Seconds later came the same tapping.  The only thing separating my bedroom from the great outdoors is a screen.  When I looked up, nothing was there.  Except for the tapping.

I don't know what possessed me to grab the flashlight that stands guard each night on the stand next to my bed.  But I did.  Shining the light at the bottom of the screen door.

What I saw was intriguing.  A pair of beady eyes and what looked like a rodent nose.  (It is at this point that I will remind you I am devoid of visual depth perception.)  Whatever it was, it wanted in my bedroom. 

Curiosity about wildlife is one of my passions.  It almost always cancels out other concerns -- oh, like safety.  What struck me about the eyes is they did not scamper off (along with the creature's body) when I approached the screen door.  Maybe whatever it was had been blinded by my personality -- or the flashlight, which was far more likely.

The motion of opening the door swept the creature off the ledge.  Once I discovered where it had been deposited, I was surprised to find what I believed to be a cane toad.  That is him at the top of this essay.

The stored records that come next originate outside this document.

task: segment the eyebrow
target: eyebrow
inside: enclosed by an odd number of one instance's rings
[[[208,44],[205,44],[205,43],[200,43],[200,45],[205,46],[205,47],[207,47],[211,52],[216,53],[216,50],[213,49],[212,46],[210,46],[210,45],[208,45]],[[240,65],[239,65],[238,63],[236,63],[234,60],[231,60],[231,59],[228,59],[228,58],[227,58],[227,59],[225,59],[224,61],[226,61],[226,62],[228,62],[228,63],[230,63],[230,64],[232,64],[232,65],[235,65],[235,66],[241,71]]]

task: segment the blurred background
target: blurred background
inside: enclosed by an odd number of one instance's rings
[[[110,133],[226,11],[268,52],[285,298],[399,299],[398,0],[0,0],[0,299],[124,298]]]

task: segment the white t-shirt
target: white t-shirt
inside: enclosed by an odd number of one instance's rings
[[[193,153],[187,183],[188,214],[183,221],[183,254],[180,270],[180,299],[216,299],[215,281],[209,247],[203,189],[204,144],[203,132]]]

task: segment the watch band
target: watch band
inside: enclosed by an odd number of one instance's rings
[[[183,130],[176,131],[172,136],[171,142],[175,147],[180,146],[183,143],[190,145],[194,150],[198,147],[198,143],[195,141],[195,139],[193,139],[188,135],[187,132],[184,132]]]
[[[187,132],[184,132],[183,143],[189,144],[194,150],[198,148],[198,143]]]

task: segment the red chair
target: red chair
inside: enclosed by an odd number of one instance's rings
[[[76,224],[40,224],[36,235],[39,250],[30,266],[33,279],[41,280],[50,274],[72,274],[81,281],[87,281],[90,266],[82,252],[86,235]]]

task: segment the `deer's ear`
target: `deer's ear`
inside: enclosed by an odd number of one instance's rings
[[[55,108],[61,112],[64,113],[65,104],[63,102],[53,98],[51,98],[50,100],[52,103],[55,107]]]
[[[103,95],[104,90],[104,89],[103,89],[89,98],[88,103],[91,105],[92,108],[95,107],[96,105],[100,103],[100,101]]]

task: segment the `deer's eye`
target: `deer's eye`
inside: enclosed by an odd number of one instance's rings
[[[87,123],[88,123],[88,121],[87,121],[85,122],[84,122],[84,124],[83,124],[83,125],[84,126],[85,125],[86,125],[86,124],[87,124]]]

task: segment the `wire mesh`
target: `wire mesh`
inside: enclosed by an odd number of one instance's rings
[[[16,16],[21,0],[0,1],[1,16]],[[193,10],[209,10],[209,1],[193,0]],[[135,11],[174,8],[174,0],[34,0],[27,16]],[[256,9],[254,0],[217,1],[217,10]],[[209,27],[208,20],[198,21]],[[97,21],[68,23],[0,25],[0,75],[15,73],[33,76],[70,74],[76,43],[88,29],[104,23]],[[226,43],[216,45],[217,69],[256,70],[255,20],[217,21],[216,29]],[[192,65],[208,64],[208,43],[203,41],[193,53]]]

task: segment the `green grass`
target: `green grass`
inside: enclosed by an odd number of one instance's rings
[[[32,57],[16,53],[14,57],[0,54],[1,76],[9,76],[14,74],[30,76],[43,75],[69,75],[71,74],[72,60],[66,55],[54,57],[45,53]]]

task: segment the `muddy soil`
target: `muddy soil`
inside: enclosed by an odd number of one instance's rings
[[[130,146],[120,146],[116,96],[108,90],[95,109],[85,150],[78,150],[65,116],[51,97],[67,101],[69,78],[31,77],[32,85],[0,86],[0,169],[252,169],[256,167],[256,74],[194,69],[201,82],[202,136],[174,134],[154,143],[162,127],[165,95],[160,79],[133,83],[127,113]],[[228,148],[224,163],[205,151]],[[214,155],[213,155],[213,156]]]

He had no fear.  And it was a well-founded confidence.  If he was a cane toad, he had a great defense right on his skin.  A toxin known as bufotoxin.  The appearance of the word "toxin" twice in that sentence was exactly why I did not touch my Mr. Toad.

When threatened, the cane toad exudes additional bufotoxin in the form of a milky fluid.  Many a dog has ended up dead as the result of an encounter with one of these toads.

And some people, who unwittingly enter the Darwin Awards competition, will lick cane toads for the high caused by the toxin.  Those people are often referred to as corpses.

So, I let the toad go his own way.  Just as I once gave the crocodiles in my back yard space for their lives.

It just reminds me how kind Mexico is.  I don't need to go find wildlife; it comes knocking at my door.